Северус шепнул заклинание, изменяя чары, чтобы позволить ребёнку двигать руками. Похоже, это помогло. Гарри крепче сжал руку Северуса, притягивая её к себе и прижимаясь щекой к тыльной стороне ладони зельевара.
«Определённо, ребёнок понятия не имеет, кто сидит с ним рядом», — не без иронии подумал Северус, тем не менее глаза мальчика полностью закрылись, а дыхание выровнялось.
Северус поймал себя на том, что думает о тех временах, когда его мать ухаживала за ним в этой самой комнате. Пустующее место в его душе, казалось, болело меньше в этот момент, когда маленькая рука мальчика сжимала его собственную.
Ни с того ни с сего, только чтобы не заснуть, Северус заговорил с ребёнком. Мать любила рассказывать ему сказки, когда он болел. Любимой её вещью был «Фонтан феи Фортуны»*, с этой сказки он и начал.
***
Поппи привыкла к вызовам среди ночи, это было частью профессии. Вот к чему она не привыкла, так это к тому, что вызов принял форму патронуса — яркого серебряного годовалого оленя, который заговорил голосом Северуса Снейпа.
— Поппи, — сказал он настойчиво, — ты нужна мне. Это из-за Гарри. Никому не говори.
Поппи вздохнула, она до сих пор чувствовала себя очень уставшей. Но Северус знал об этом, так что только крайняя нужда заставила его позвать её. Она оделась так быстро, как только смогла, проглотив несколько порций бодроперцового, а затем вызвала одного из хогвартских домовиков.

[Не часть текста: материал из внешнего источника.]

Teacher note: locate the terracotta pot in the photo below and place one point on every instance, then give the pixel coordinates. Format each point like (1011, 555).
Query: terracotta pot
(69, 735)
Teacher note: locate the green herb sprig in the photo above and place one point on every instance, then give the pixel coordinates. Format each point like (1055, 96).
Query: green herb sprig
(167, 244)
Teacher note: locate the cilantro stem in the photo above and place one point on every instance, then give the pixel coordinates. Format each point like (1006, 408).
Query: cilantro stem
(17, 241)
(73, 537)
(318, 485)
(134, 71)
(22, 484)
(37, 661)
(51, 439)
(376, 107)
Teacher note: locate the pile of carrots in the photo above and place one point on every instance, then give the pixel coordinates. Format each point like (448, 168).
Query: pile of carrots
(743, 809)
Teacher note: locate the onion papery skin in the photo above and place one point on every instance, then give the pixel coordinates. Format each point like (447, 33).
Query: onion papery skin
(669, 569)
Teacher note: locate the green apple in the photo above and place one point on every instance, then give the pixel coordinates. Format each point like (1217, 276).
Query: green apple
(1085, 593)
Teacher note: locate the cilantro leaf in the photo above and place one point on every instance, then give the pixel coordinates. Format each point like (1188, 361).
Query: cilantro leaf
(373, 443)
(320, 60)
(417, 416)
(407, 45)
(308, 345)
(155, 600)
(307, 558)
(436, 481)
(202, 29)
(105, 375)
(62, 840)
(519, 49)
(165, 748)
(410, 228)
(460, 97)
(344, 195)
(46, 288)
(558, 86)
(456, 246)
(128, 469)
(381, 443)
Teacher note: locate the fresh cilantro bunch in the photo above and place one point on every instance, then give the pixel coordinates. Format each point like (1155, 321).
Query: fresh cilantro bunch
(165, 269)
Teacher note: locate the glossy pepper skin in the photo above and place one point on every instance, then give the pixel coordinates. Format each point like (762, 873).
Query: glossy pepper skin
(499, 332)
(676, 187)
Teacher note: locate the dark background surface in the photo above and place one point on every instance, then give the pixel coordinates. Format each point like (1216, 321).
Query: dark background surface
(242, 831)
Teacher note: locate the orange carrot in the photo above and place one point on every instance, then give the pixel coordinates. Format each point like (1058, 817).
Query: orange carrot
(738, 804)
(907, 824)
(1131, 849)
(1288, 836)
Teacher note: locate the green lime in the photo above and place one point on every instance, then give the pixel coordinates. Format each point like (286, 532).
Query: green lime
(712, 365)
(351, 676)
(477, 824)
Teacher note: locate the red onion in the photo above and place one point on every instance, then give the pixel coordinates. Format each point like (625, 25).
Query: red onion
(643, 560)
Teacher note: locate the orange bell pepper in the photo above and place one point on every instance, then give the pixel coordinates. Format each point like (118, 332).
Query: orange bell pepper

— Ты можешь доставить меня в дом профессора Снейпа? — спросила Поппи, не имея ни малейшего представления, где живёт Мастер зелий. Она знала, что Северус чувствовал себя очень неуютно с домашними эльфами, но в данный момент это казалось наиболее целесообразным выбором транспорта. К тому же домовики всегда понимали, что пациенты Поппи, их болезни и лечение — абсолютная тайна.
Эльф закивал, захлопав большими ушами.
— Принеси мои вещи после того, как переместишь меня туда, я пока не знаю, что мне понадобится. И вполне вероятно, что я останусь там, так что нужен кто-то из домовиков, чтобы помочь мне.
Северусу придётся сделать исключение из своей политики «никаких-эльфов-в-моём-доме».
Домовик посмотрел одновременно испуганно и подозрительно, но взял мадам Помфри за руку. Она была единственной, кроме директора, кого эльфы были уполномочены аппарировать в замок и из него, если возникала чрезвычайная ситуация.
Они аппарировали в плохо освещённый коридор. Поппи услышала низкий голос Северуса — тот с кем-то говорил. А через мгновение её как громом поразило — она поняла, что он не разговаривает, а разными голосами рассказывает сказку. «Колдун и прыгливый горшок»*, если только она не ошиблась.
— Северус? — позвала она, не желая смущать обычно сурового и сдержанного зельевара.
— Сюда, Поппи, — отозвался он из-за полуоткрытой двери в конце коридора.
Гарри лежал на кровати, бледный в резком свете электрической лампочки над головой. Северус сидел спиной к двери (Поппи никогда раньше не видела его в таком положении). Он держал Гарри за руку, прижимая тыльную сторону ладони к лицу мальчика.
Картина была бы трогательной, если бы не стремительно наливавшиеся чернотой синяки на шее Гарри. Они были такими большими и тёмными, что Поппи могла видеть их, стоя в дверном проёме — длинная вязь линий шириной с её большой палец. На полу валялся разрезанный пополам школьный шарф.
— Северус?.. — пытливо глянула на зельевара Поппи. — Что?..
— Я этого не делал, если тебе интересно, — не оборачиваясь, натянуто ответил тот. — По крайней мере, не буквально.